A top official of the State Department said the impact of Indian Prime Minister Narendra Modi’s recent visit was a”clear and compelling” vision of the future between the two democratic nations.
Nisha Desai Biswal, assistant secretary, Bureau of South and Central Asian Affairs, speaking at the Washington, D.C.-based think tank, The Heritage Foundation June 9, said the current relationship was the result of a decade of work and the “bold steps” taken by the previous administrations of President George W. Bush and Prime Minister Manmohan Singh, in negotiating the landmark civil-nuclear agreement.

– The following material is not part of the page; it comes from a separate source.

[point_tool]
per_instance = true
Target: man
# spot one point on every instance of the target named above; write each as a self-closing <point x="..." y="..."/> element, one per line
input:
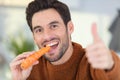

“The most important outcome, in my mind, of (the) visit this week (June 6-8), and of the years of effort, is the clear and compelling vision that was laid out by Prime Minister Modi yesterday before a Joint Session of the U.S. Congress,” Biswal said.
“The Modi Doctrine — as I have been calling it — laid out a foreign policy vision that “overcomes the hesitations of history” and embraces the convergence between our two countries and our shared interests,” she said.
Seeing the U.S. as India’s indispensable partner,” Modi not only drew upon the precedent set by former Indian Prime Minister Atal Behari Vajpayee, but put forward “a bold vision of a U.S.-India partnership that can anchor peace, prosperity and stability from Asia to Africa and from Indian Ocean to the Pacific and help ensure security of the sea lanes of commerce and freedom of navigation on seas,” Biswal said.
The Modi Doctrine notes that the absence of an agreed security architecture creates uncertainty in Asia and reiterates India’s adherence to and call for others to support international rules and norms, she noted,and ushers in “a new era of partnership” between the two countries, she said.
The Westinghouse venture in the making, to provide six nuclear reactors to India, Biswal said, was a culmination of the close relations. “But the real impact of that deal is that it set both countries on a path towards greater cooperation and convergence over the past decade culminating in the historic visit which we have just concluded,” she said, adding that the strategic partnership with India is a “key element” of President Obama’s “Rebalance to Asia.”
Without the security and defense cooperation with India, other cooperation would not be possible, Biswal indicated.